Department of Neuroscience for Drug Discovery, Graduate School of Pharmaceutical Sciences, Kyoto University, Kyoto, Japan.
Br J Pharmacol. 2010 Sep;161(1):127-39. doi: 10.1111/j.1476-5381.2010.00894.x.
Glutamate excitotoxicity may be involved in ischaemic injury to the CNS and some neurodegenerative diseases, such as Alzheimer's disease. Donepezil, an acetylcholinesterase (AChE) inhibitor, exerts neuroprotective effects. Here we demonstrated a novel mechanism underlying the neuroprotection induced by donepezil.
Cell damage in primary rat neuron cultures was quantified by lactate dehydrogenase release. Morphological changes associated with neuroprotective effects of nicotine and AChE inhibitors were assessed by immunostaining. Cell surface levels of the glutamate receptor sub-units, NR1 and NR2A, were analyzed using biotinylation. Immunoblot was used to measure protein levels of cleaved caspase-3, total NR1, total NR2A and phosphorylated NR1. Immunoprecipitation was used to measure association of NR1 with the post-synaptic protein, PSD-95. Intracellular Ca(2+) concentrations were measured with fura 2-acetoxymethylester. Caspase 3-like activity was measured using enzyme substrate, 7-amino-4-methylcoumarin (AMC)-DEVD.

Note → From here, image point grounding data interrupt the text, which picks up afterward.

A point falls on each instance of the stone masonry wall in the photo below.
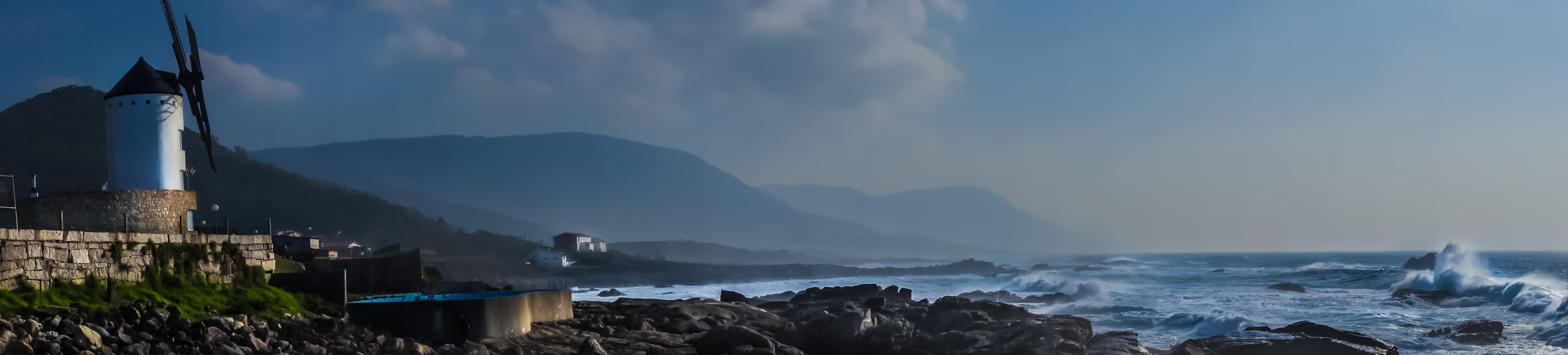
(41, 257)
(118, 210)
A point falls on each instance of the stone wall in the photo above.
(120, 210)
(41, 257)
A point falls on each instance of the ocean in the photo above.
(1169, 297)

Levels of NR1, a core subunit of the NMDA receptor, on the cell surface were significantly reduced by donepezil. In addition, glutamate-mediated Ca(2+) entry was significantly attenuated by donepezil. Methyllycaconitine, an inhibitor of alpha7 nicotinic acetylcholine receptors (nAChR), inhibited the donepezil-induced attenuation of glutamate-mediated Ca(2+) entry. LY294002, a phosphatidyl inositol 3-kinase (PI3K) inhibitor, had no effect on attenuation of glutamate-mediated Ca(2+) entry induced by donepezil.
Decreased glutamate toxicity through down-regulation of NMDA receptors, following stimulation of alpha7 nAChRs, could be another mechanism underlying neuroprotection by donepezil, in addition to up-regulating the PI3K-Akt cascade or defensive system.
谷氨酸兴奋性毒性可能与中枢神经系统缺血性损伤以及某些神经退行性疾病(如阿尔茨海默病)有关。多奈哌齐是一种乙酰胆碱酯酶(AChE)抑制剂,具有神经保护作用。在这里,我们证明了多奈哌齐诱导的神经保护作用的新机制。
通过乳酸脱氢酶释放来量化原代大鼠神经元培养物中的细胞损伤。通过免疫染色评估尼古丁和 AChE 抑制剂的神经保护作用相关的形态变化。使用生物素化来分析谷氨酸受体亚基 NR1 和 NR2A 的细胞表面水平。使用免疫印迹来测量裂解的 caspase-3、总 NR1、总 NR2A 和磷酸化 NR1 的蛋白水平。免疫沉淀用于测量 NR1 与突触后蛋白 PSD-95 的结合。使用 fura 2-乙酰氧甲酯测量细胞内 Ca(2+)浓度。使用酶底物 7-氨基-4-甲基香豆素(AMC-DEVD)测量 caspase 3 样活性。
多奈哌齐显著降低了 NMDA 受体的核心亚基 NR1 的细胞表面水平。此外,多奈哌齐显著减弱了谷氨酸介导的 Ca(2+)内流。甲基lycaconitine 是一种α7 烟碱型乙酰胆碱受体(nAChR)抑制剂,抑制了多奈哌齐诱导的谷氨酸介导的 Ca(2+)内流的减弱。PI3K 抑制剂 LY294002 对多奈哌齐诱导的谷氨酸介导的 Ca(2+)内流的减弱没有影响。
通过刺激α7 nAChR 下调 NMDA 受体,减少谷氨酸毒性,可能是多奈哌齐神经保护作用的另一种机制,除了上调 PI3K-Akt 级联或防御系统。